By Ian Kerner PhD, LMFT
Is there really such a thing as "male menopause?" The conventional wisdom says that menopause is a "woman's condition," but as men advance into their 40s they also experience a progressive decline in hormone levels, namely testosterone. The result can be andropause, which is estimated to affect about five million American men.
The hormonal decline that men experience isn't nearly as abrupt as it is in women, it's more like walking down a hill than jumping off a cliff. However, waning testosterone is likely to make a guy moody, irritable and depressed. (Upon hearing this list of symptoms, one woman joked of her husband, "Is it possible he's has had menopause since he was twenty?") A decrease in available-testosterone also increases a man's risk for heart disease, and makes him more prone to injury because of decreasing bone density.
Let's be clear: andropause is not the same as a mid-life crisis, which is a psycho-social issue. And not all guys who experience aging, and the inevitable decline in testosterone that comes along with it, can be qualified as having andropause.
Andropause is a medical condition, diagnosed with a blood test by a physician that reveals testosterone levels below a certain level. If a diagnosis of andropause is warranted, treatment with testosterone replacement may be an option, depending on a man's health history. Just as there are various hormone replacement therapies for women, there's also testosterone replacement therapy for men, and research is still ongoing into potential side effects.
However, the biggest, and most misunderstood, symptom of declining testosterone is a decrease in libido. Testosterone is truly the hormone that stokes the flames of desire. Many men confuse andropause with erectile dysfunction (ED), because they often occur around the same time. These men often turn to an ED medication, such as Viagra, to improve their erectile ability, which works for a time in most cases. However, as men get older, the gap between desire and arousal widens and many men become deeply disappointed when Viagra doesn't give them the desire to have sex. That's because Viagra doesn't boost testosterone levels.
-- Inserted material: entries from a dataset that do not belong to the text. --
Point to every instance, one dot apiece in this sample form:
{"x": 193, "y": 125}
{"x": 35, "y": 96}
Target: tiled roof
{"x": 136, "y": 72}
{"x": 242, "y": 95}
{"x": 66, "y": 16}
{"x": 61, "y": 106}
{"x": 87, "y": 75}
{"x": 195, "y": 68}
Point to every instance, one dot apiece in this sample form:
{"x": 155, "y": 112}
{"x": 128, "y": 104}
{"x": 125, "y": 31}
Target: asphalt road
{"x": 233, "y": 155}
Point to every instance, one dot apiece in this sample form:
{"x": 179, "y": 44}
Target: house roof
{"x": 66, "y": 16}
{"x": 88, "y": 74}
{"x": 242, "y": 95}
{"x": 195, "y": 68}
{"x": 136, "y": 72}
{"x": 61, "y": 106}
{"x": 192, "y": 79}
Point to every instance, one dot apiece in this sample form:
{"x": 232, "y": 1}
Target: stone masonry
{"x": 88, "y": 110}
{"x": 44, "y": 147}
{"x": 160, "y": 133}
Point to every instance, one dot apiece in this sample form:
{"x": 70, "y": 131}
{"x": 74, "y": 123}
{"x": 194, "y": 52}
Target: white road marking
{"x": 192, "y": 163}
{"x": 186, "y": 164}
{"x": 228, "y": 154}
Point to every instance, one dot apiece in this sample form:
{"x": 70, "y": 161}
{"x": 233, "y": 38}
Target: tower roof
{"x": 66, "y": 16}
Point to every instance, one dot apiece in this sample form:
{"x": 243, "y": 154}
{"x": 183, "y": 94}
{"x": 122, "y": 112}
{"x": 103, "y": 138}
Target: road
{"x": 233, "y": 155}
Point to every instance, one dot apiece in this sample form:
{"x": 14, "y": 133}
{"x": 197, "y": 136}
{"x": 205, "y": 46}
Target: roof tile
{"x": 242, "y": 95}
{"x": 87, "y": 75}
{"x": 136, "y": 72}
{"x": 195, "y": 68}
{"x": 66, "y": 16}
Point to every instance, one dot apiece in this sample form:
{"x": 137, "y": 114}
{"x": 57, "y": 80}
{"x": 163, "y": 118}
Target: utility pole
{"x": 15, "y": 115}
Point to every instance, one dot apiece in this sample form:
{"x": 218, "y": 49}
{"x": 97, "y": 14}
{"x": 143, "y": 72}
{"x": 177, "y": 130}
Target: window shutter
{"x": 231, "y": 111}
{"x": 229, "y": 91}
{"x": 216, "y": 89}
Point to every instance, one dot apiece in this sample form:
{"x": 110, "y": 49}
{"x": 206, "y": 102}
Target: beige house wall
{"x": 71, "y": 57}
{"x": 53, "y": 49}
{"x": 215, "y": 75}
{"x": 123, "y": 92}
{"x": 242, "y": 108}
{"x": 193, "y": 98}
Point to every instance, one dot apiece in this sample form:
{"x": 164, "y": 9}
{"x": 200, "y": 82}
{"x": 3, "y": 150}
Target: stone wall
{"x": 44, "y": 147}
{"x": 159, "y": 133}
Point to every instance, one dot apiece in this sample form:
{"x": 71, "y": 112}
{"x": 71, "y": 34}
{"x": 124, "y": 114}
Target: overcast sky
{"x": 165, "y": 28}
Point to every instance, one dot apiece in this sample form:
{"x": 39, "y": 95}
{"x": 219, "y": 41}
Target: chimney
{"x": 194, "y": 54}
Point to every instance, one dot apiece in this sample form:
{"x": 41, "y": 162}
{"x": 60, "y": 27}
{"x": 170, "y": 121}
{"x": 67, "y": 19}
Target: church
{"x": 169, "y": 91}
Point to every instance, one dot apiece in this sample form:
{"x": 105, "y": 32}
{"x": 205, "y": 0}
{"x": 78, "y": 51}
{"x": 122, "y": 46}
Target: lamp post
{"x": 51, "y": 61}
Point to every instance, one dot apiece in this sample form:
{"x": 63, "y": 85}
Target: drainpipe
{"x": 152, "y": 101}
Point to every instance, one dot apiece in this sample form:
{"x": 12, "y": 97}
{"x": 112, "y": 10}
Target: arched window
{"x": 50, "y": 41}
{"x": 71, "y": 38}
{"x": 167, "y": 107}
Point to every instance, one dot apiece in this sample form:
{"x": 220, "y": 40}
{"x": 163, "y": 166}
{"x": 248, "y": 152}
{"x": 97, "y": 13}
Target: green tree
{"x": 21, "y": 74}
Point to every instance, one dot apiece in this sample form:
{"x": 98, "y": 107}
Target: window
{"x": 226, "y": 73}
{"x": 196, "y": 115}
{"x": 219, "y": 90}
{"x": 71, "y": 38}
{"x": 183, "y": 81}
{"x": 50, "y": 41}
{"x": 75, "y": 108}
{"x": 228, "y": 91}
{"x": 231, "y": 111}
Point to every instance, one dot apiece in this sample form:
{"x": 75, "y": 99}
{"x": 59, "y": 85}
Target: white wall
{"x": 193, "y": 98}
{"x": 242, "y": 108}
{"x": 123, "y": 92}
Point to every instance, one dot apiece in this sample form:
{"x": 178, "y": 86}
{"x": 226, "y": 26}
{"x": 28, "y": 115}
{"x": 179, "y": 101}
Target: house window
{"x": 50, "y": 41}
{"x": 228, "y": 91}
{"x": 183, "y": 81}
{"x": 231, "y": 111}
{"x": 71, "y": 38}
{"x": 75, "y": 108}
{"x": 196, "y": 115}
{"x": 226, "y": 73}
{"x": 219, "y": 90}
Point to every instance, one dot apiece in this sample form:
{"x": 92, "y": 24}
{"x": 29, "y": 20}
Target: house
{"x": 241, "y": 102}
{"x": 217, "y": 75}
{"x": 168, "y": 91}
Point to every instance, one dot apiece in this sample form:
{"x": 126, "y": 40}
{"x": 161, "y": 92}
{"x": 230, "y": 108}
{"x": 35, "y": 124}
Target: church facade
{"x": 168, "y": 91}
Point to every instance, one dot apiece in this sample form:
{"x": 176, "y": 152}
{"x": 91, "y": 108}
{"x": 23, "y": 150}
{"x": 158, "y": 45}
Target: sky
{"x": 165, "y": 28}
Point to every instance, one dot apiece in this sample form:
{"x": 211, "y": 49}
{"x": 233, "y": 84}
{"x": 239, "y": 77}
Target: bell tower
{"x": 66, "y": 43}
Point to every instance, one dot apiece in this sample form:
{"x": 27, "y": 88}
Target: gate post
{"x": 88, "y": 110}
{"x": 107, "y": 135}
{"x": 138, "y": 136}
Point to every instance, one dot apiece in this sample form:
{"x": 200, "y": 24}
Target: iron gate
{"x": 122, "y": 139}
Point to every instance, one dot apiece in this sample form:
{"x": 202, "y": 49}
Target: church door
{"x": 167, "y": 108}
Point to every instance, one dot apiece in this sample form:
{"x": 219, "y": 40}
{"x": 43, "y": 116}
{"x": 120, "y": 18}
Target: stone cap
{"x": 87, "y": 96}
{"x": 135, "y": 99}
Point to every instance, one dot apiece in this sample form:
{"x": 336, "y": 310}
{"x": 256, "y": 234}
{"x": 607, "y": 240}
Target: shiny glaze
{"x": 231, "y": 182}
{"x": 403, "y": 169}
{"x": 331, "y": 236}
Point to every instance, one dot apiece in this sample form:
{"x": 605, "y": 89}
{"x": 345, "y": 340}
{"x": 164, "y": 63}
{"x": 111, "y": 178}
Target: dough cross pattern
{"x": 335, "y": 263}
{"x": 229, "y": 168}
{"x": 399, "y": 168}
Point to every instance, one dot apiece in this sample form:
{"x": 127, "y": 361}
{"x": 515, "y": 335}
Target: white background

The first issue for men, and their partners, is to accept the very concept of male menopause, talk about it as a couple, and, if they're concerned, make an appointment with an endocrinologist to check hormone levels. But beyond medical therapies, it's also about knowing, understanding and accepting that sex evolves with the passage of life.
For guys who can embrace a deeper intimacy and open themselves up to a different experience of sex, the passage of time brings many rewards. Unfortunately, many men have a limited idea of sex, and they feel that if they're not having sex the way they were at age 20 or 30, then something must be wrong! It's too bad more men aren't open and sharing of their experiences with each other, since changes in sexual function are so common. Fortunately, if women know what's going on and realize that hormonal decline can affect their partners, too, then they can take a proactive lead in starting a dialogue.
For more on this subject, consider reading Jed Diamond's Surviving Male Menopause, A Guide for Women and Men.